I am keen to dump the contents of physical RAM into a flat file on my Ubuntu box but all I get is a 1MB file using dd (Which is odd as I have 4GB of RAM!).
The command I am using is dd if=/dev/mem of=/usr/dd.mem. I have also tried using /dev/kmem as an input file but i get a file not found error (and yes, the file is in the /dev directory)
I know in Windows you can use the \.\PhysicalMemory\ parameter as an input file.
Does anyone have an idea of how I can do this in Linux?
CONFIG_STRICT_DEVMEM has been enabled on your machine, you're probably getting an "Operation not permitted error" (an aside: it's worth copying & pasting the output of commands as you run them, as opposed to just describing what happens!). This is a kernel parameter that isn't usually (although there are patches to allow it) tunable via a sysctl. Turning it off requires rebuilding your kernel.

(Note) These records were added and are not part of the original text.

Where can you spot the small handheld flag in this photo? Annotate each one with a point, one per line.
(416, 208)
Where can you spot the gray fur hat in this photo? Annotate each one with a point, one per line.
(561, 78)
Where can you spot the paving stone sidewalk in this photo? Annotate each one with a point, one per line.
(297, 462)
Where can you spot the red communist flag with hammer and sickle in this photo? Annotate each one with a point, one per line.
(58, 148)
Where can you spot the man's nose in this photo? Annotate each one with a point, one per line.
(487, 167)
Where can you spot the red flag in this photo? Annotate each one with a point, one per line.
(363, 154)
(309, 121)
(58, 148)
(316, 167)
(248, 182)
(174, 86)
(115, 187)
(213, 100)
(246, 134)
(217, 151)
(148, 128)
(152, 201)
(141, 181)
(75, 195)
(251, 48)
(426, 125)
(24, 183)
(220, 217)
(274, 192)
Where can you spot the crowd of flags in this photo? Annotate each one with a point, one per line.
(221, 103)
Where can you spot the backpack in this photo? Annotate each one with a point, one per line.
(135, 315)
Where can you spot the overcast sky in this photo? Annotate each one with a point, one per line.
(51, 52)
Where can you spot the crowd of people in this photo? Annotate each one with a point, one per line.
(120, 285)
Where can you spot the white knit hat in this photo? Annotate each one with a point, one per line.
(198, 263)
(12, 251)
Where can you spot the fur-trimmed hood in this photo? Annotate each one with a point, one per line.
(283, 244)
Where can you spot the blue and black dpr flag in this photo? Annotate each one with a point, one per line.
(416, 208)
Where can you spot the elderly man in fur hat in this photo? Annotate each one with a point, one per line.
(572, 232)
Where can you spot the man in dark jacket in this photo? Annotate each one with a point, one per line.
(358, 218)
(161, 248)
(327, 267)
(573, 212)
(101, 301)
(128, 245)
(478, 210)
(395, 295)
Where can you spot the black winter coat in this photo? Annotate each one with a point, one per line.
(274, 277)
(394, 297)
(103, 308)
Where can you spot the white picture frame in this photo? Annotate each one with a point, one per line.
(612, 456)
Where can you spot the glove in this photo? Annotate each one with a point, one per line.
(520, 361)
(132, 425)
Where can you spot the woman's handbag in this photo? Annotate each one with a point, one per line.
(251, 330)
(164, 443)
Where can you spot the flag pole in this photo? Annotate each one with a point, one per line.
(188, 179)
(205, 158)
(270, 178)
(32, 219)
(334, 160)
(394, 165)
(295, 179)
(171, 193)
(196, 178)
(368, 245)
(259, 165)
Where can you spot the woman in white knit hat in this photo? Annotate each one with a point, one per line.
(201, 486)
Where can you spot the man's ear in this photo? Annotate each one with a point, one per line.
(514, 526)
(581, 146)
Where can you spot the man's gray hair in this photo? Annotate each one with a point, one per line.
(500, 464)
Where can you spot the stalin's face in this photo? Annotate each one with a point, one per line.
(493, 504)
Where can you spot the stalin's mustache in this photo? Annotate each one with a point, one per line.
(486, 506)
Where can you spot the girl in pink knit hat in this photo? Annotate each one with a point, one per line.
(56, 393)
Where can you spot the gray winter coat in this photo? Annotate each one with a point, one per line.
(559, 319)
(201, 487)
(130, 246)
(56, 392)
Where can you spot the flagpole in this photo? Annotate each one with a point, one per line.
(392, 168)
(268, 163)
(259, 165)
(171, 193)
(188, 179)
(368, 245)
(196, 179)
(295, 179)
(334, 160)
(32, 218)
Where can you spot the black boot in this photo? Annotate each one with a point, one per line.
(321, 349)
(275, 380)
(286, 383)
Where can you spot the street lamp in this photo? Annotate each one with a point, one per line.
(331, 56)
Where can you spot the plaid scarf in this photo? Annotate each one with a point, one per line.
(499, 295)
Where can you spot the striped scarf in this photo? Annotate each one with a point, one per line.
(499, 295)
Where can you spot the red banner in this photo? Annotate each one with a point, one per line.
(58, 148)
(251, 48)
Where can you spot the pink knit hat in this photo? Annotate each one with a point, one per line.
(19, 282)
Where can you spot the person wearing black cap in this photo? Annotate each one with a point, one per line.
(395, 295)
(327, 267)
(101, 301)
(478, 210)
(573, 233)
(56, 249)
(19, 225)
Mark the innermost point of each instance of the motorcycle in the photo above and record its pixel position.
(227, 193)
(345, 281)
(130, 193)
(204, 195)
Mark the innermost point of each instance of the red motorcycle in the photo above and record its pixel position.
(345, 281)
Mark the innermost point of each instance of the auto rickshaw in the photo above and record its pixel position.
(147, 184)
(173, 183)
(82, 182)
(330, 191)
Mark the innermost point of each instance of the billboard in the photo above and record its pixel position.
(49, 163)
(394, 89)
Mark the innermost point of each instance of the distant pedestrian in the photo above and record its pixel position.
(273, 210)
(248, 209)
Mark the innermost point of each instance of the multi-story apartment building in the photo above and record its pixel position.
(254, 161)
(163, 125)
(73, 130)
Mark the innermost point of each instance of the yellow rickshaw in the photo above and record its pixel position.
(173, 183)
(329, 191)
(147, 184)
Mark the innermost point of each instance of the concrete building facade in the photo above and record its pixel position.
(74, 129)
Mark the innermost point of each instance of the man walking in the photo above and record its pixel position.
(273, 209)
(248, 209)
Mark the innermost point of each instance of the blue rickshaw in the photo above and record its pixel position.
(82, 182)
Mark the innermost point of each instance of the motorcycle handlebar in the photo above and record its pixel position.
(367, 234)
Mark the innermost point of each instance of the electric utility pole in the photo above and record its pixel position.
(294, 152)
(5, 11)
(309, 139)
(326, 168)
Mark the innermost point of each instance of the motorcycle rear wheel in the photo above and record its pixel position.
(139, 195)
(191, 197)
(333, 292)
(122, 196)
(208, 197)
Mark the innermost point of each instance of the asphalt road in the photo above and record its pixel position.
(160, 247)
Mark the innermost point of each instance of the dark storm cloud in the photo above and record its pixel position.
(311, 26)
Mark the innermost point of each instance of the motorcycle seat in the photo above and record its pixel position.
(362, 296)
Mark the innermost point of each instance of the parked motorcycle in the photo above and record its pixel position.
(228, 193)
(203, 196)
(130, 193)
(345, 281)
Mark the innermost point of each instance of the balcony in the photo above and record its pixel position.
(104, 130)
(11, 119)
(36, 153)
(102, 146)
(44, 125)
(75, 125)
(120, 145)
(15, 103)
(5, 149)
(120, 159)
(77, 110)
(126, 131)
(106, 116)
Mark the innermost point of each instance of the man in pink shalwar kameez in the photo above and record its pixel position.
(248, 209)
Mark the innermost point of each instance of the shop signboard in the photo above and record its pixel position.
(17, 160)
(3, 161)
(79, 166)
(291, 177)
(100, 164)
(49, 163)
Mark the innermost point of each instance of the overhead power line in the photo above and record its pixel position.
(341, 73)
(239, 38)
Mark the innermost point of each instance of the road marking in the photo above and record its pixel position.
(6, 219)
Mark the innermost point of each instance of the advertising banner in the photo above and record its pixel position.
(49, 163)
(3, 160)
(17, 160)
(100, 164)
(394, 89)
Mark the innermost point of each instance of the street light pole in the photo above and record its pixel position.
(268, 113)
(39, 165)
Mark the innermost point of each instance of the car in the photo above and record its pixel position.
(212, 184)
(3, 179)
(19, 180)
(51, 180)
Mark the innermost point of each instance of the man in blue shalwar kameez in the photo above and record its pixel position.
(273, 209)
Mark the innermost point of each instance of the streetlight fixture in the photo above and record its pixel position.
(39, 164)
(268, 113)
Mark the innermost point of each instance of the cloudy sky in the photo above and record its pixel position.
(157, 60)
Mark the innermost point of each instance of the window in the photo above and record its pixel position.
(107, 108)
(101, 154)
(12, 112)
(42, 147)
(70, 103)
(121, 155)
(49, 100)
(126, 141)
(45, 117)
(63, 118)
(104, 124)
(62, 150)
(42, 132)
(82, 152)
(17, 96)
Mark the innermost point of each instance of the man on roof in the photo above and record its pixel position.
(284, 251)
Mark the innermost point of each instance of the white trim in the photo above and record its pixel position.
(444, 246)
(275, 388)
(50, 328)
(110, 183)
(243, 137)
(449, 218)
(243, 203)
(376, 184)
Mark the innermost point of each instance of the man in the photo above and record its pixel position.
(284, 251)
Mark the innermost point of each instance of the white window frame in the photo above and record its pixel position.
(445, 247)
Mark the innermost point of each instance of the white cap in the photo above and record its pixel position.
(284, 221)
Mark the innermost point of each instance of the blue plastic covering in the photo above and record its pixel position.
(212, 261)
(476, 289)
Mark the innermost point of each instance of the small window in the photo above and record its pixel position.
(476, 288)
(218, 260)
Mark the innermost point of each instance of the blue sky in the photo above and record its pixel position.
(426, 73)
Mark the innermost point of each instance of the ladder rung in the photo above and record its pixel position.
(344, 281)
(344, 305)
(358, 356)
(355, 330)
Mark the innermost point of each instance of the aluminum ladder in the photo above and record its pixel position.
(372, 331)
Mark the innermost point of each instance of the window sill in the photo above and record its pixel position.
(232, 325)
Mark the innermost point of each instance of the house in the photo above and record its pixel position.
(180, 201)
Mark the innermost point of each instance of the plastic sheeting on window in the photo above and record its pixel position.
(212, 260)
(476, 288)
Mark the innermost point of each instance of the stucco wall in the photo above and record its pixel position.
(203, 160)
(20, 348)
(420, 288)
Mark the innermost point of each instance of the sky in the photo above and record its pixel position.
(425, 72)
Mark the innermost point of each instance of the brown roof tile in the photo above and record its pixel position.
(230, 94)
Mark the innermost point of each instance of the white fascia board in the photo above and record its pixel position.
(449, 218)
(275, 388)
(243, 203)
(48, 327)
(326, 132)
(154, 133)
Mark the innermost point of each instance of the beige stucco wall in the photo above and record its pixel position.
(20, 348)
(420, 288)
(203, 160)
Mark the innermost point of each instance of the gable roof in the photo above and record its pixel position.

See http://www.mail-archive.com/crash-utility@redhat.com/msg01549.html for more information and solutions on what you can do to get access to the memory.
It's a feature.
Ubuntu is distributed with the kernel option CONFIG_STRICT_DEVMEM. This restricts the reading of /dev/mem above 1Mb physical. You should find a corresponding entry in /var/log/messages that confirms the restriction.
There are a couple of options to proceed. But probably the easist and most obvious will be to recompile your kernel without CONFIG_STRICT_DEVMEM.